In India, people do not talk about anything else for much longer other than cricket or politics. Now, for a while, they are talking cricket, but not with much sense in it. Saurav Ganguly’s recent six-match ban by Chris Broad is making rounds around the coffee tables in India and the cricketing fraternity (in India) has reacted with the expected ambivalence. However, the moot point is whether the ban is a double –edged sword cutting the India captain from both ends.
There is no opposition in thinking that Ganguly has repeatedly strained the warnings, precisely five times in a row since 1998, for rule violations with over rate; a rap was only long overdue. He loused it up last November as well, when Clive Lloyd hastened a two test ban on him, which luckily did not hold up. This time the ban imposed after the Motera ODI against Pakistan came seemingly more heavily upon him because his performance, for over a year now, has been genuinely low, scoring a meager 48 runs in this series and a test-hundred from 2003. Had this been not so, many of his fans would not even bother a pout of doubt about his recall to the eves.
All things considered, the question remains if dada deserved the indifference of his colleagues and the wrath of BCCI. As the skipper of the team, certainly not; and as a player who contributed to the cricketing success of India, again a clear naught. Although, the likes of Charu Sharma, Ranbir Singh Mahendra, Bishen Singh Bedi and Navjot Siddhu have upheld subjective rulings against Saurav with pent-up ire, one could not miss the breath of blatant provincialism
coming from their concerning attitude. Their concern: Ganguly should not be reinstated in the team eleven.
Historically, Bengal or the East Zone has always been sidelined from the center of cricket consciousness in India. I’m not going to indulge in too much of remoteness here, but just a casual sneak in the last decade would make my point clear. Utpal Chatterjee, Subroto Banerjee, Lakshmi Ratan Shukla, and Debashish Mohanty- all victims of politicization of convenience. Again, the point is not about investigating their cause of expulsion from the national cricket scene but about realizing an operative bias against players from this part of India.
Saurav became the captain in February 2000, and since then he came under unprovoked attacks from almost every angle of the selection committee or the critics who sweated their lives over to find fault with the ‘prince of Calcoota.’ As such, a recent show of no-support was not unusual to perceive. On the other hand, men who had moved their arms on the field a wee bit more than Charu Sharma et al, have voiced their displeasure and concern at the present way Ganguly is being treated. Among them are Sunil Gavaskar, Ravi Shastri, Kiran More, Waquar Yunus and Inzamam Ul-Haq.

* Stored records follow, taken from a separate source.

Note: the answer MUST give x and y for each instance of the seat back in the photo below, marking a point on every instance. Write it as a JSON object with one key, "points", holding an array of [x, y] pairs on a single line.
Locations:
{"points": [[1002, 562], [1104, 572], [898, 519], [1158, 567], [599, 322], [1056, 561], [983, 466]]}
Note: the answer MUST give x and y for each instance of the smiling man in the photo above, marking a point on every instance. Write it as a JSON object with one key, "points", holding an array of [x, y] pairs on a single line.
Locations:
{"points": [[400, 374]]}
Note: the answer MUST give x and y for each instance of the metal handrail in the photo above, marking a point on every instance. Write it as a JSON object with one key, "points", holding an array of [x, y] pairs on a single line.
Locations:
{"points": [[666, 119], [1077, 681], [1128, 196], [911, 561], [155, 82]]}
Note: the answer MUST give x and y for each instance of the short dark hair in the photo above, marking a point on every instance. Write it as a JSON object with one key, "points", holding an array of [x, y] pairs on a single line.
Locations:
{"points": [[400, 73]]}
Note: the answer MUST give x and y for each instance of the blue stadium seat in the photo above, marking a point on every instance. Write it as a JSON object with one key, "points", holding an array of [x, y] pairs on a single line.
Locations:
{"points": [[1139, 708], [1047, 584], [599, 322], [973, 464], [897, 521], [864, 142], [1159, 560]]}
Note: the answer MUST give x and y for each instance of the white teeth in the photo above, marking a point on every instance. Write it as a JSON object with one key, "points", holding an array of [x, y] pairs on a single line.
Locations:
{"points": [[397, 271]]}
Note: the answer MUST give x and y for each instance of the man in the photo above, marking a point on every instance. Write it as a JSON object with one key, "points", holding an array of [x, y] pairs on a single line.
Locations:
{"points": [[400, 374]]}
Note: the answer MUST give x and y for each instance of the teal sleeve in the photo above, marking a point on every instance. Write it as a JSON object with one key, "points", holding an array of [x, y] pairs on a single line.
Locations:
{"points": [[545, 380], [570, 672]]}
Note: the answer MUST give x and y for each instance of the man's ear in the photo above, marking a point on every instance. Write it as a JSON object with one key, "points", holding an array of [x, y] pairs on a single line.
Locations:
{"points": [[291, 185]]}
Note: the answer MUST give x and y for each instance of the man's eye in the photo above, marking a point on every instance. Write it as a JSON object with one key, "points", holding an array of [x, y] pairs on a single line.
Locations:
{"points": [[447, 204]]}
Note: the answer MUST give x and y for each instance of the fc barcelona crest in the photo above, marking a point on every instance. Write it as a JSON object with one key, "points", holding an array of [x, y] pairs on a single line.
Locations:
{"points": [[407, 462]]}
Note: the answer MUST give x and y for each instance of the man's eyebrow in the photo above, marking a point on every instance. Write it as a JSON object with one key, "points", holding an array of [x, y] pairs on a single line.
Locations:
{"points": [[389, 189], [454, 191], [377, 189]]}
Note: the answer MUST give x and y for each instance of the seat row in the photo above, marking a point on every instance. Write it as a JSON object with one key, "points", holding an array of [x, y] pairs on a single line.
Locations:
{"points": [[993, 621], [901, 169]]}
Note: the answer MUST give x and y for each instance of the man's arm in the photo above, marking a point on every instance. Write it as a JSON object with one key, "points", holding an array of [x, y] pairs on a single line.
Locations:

An unprecedented six-match ban is still sufferable, especially when coming from a man whose career is better known for a match referee than an opening English batsman, but a fifth-column act from our very own people is heartbreaking. A man who has given his team so much, a man who has always led from the front and a man who took the team into the World Cup final (first since 1983) deserved better than that.